PWMs enrichment analysis

All yeast PWMs were taken from a 2009 study of SH3 domain specificity14. The similarity between SH3 PWMs and known interactors was assessed using a matrix similarity score (MSS) derived from the MATCH algorithm83. This scoring method assigns a score of 1 to perfect sequence matches to the PWM and vice versa. For each interactor assigned to an SH3 domain, MSS scores for the corresponding PWM were calculated for all possible sequence k-mers (k = number of PWM columns) and then the maximum is taken (Max. MSS). This procedure was repeated for all SH3 domains with an assigned PWM and then the results pooled to generate Fig. 1C, D, and Supplementary Fig. 2G. Some SH3 domains were represented by more than one PWM from ref. 14, reflecting multiple specificities84. In these cases, MSSs were calculated for both PWMs, and then the overall maximum score took forward for further analysis.

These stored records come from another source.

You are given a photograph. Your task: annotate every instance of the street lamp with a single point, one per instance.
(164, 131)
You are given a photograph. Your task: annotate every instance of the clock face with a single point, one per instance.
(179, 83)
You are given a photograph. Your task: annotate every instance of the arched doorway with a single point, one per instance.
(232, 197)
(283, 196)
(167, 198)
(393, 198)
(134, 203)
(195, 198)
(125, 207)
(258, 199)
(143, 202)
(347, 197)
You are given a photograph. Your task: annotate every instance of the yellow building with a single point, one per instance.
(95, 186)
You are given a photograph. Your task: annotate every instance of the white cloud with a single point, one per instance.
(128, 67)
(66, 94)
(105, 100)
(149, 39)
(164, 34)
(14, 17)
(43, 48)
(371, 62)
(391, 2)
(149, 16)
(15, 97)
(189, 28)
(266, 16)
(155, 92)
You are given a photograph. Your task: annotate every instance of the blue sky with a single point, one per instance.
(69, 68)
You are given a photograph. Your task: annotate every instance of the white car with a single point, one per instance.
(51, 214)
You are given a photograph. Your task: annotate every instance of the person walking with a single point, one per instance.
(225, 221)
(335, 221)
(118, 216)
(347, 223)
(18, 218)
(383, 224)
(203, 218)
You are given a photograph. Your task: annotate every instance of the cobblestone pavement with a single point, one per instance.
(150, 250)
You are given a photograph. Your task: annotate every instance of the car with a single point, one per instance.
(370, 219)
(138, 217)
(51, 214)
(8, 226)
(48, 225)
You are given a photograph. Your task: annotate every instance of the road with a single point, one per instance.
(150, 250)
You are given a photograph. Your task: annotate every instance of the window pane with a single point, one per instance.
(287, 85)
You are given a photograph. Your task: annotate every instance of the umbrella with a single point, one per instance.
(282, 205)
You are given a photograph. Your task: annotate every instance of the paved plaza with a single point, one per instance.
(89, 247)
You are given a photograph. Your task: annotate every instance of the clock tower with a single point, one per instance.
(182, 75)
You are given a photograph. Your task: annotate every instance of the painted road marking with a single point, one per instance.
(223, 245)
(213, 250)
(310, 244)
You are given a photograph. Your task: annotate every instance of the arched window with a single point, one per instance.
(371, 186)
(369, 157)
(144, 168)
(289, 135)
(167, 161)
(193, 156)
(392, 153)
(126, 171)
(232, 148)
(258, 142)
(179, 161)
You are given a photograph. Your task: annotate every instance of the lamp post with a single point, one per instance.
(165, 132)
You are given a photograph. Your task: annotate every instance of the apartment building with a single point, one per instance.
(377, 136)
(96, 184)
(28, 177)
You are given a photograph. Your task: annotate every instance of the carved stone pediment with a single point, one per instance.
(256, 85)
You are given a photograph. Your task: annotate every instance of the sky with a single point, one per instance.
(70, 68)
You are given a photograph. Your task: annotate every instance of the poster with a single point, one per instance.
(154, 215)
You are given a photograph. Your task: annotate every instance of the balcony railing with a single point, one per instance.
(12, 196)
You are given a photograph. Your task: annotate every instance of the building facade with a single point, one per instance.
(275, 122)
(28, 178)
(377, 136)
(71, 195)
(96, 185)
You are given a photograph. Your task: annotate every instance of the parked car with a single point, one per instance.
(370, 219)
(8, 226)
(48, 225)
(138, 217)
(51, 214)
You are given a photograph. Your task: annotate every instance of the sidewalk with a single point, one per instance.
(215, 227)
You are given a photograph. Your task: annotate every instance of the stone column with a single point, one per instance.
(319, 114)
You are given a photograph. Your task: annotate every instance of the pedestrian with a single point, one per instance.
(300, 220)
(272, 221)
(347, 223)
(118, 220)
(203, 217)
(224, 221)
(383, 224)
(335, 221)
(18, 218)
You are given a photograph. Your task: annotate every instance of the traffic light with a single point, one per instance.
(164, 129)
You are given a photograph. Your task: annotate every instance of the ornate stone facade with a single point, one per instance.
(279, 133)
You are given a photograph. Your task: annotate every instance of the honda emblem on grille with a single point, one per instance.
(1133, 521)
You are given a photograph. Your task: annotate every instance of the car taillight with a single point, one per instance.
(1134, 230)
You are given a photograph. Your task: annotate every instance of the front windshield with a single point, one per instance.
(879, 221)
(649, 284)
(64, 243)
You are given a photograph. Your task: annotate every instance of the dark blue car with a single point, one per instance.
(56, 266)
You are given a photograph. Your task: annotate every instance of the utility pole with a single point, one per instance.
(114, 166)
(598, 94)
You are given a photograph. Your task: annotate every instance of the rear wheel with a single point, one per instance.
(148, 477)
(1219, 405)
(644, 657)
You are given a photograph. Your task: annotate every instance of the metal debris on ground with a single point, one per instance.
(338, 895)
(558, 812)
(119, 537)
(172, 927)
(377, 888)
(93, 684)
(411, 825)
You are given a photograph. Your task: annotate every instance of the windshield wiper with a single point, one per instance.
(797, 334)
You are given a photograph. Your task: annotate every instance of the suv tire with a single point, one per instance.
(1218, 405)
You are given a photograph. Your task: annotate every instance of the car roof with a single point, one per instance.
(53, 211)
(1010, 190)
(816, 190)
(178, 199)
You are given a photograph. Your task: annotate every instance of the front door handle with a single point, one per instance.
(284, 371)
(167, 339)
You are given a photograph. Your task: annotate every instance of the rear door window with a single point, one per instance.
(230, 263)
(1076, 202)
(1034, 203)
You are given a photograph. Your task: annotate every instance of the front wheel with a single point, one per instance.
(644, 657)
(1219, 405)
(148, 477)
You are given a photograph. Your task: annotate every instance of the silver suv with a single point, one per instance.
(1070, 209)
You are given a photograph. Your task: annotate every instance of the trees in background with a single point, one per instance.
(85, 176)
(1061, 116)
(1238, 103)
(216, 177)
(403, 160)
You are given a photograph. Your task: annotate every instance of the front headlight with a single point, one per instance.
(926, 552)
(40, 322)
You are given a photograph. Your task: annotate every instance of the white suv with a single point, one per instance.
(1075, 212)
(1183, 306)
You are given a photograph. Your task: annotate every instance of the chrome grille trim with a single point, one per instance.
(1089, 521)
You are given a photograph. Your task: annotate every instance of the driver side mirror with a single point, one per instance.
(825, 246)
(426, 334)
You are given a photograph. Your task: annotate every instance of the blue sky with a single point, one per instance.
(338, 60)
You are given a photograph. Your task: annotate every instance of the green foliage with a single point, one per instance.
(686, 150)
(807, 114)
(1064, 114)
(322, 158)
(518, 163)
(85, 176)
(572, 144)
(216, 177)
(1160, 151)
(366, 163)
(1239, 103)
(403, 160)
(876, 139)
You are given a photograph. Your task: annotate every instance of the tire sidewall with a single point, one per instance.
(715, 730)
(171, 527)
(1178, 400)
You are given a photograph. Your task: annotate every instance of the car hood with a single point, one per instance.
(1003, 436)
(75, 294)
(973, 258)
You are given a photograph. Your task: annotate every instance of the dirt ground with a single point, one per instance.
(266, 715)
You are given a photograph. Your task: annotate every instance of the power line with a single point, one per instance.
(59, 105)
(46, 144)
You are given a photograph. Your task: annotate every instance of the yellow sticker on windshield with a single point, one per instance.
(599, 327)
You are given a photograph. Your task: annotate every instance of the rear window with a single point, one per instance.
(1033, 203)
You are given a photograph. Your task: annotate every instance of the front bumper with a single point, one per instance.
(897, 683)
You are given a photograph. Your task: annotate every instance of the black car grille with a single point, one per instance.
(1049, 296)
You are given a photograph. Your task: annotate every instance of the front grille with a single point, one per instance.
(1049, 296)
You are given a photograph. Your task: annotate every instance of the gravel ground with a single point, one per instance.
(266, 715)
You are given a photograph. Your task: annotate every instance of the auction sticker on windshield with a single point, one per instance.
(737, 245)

In Fig. 1, maximum MSS scores were calculated for sequences belonging to the “Random”, “SH3-independent PPI”, “SH3-inhibited PPI”, and “SH3-dependent PPI” category of interactor sequences. For the “Random” category, random peptides were generated by sampling amino acids according to their background frequency in the S. cerevisiae proteome. For SH3-independent PPI, we included only those interactors that were found to be unaffected by any SH3 domain deletions given that in vitro-derived SH3 PWMs overlap strongly, which could lead to spurious MSS enrichment for SH3-independent PPIs. In Fig. 1D, maximum MSSs were also recalculated for the “SH3-dependent PPI” category of interactor sequences after randomly assigning PWMs to each SH3 domain; this procedure was repeated until 10,000 maximum MSS scores were sampled. For Supplementary Fig. 2G, the “PPI gained by Abp1” corresponds to PPIs gained by Abp1 after domain swapping, and the “PPI unaffected” corresponds to PPIs of Abp1 that do not change after domain swapping. The ‘Random’ category was generated using the same approach described directly above for Fig. 1.

Comparison of interactome with literature

To find previously reported PPIs, we parsed a recent release (v 3.5.16) of the BioGRID and searched for reports of physical interactions between baits and preys11. PPIs were searched in the two directions possible (A–B and B–A) in the database.

Quantification and statistical analysis

All the statistical details of the different experiments can be found in the figure legends, figures, and results sections.

Reporting summary

Further information on research design is available in the Nature Research Reporting Summary linked to this article.